Singer cette extrême droite ne fait qu’accélérer sa venue au pouvoir. Affaiblir les droits sociaux et démocratiques, désarmer les travailleuses et travailleurs, mépriser les productions de biens et services utiles aux besoins sociaux et humains, refuser la souveraineté des travailleurs sur les productions, combattre toutes les régulations et les normes pour jeter nos concitoyens dans le feu des guerres économiques, ne fait qu’affaiblir notre pays.

La mobilisation populaire pour la justice, la paix, la démocratie dans la perspective d’un nouveau projet européen construit par et avec les travailleurs et les peuples est d’une grande urgence. L’exigence de la construction d’un front citoyen unitaire, démocratique et progressiste européen pour sortir du piège de l’alignement transatlantique et empêcher un désastre est à l’ordre du jour.

Cet inquiétant contexte oblige les forces progressistes, démocratiques, républicaines. Rien ne devrait les détourner du patient travail de fortification, d’élargissement et d’enrichissement du Nouveau Front populaire et citoyen voulu par les électrices et électeurs de gauche depuis le mois de juillet 2024. Le moment est trop grave, trop sérieux, trop préoccupant, pour jeter du poison sur l’herbe bien tendre de l’union populaire.
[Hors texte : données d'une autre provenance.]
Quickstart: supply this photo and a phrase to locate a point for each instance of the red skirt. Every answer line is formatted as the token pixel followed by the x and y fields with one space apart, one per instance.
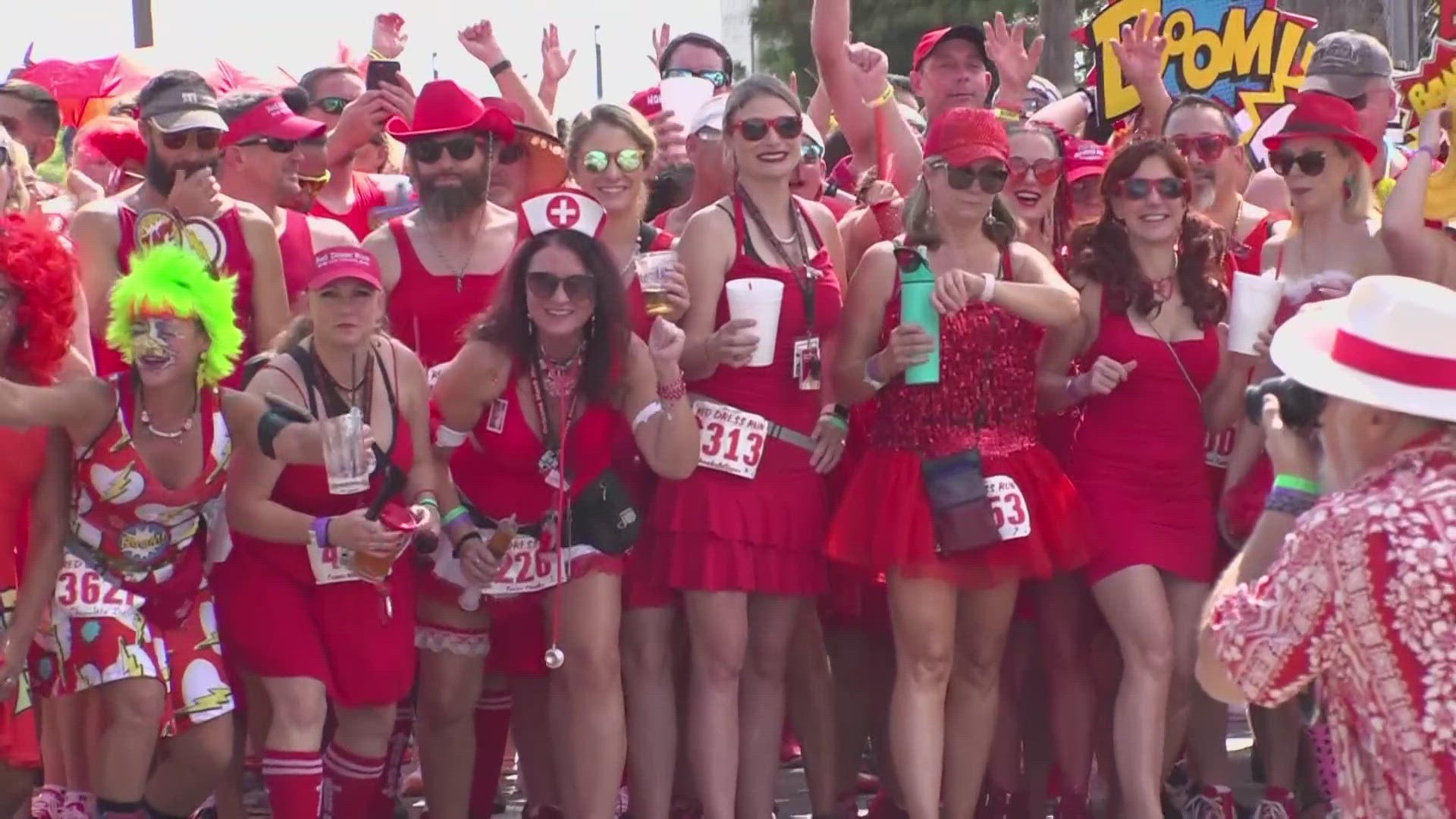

À rebours de ces stériles crispations, ouvrant grands nos bras et nos cœurs à tous les républicains pour convoquer avec elles et eux, dans chaque ville, des rassemblements et des marches pour la démocratie et la paix.

Patrick Le Hyaric

18 février 2025


3 commentaires


Guiheu 19 février 2025 à 16 h 36 min

Totalement consciente de tes arguments développés qui ouvrent de grands et graves dangers…
Une union des forces progressistes et démocratiques, le renforcement du NFP est une urgence absolue dans un moment où l’alliance du Capitalisme et des fascismes reprend de la vigueur.
Merci Patrick pour cette riche analyse qui une nouvelle fois renforce nos arguments de militants.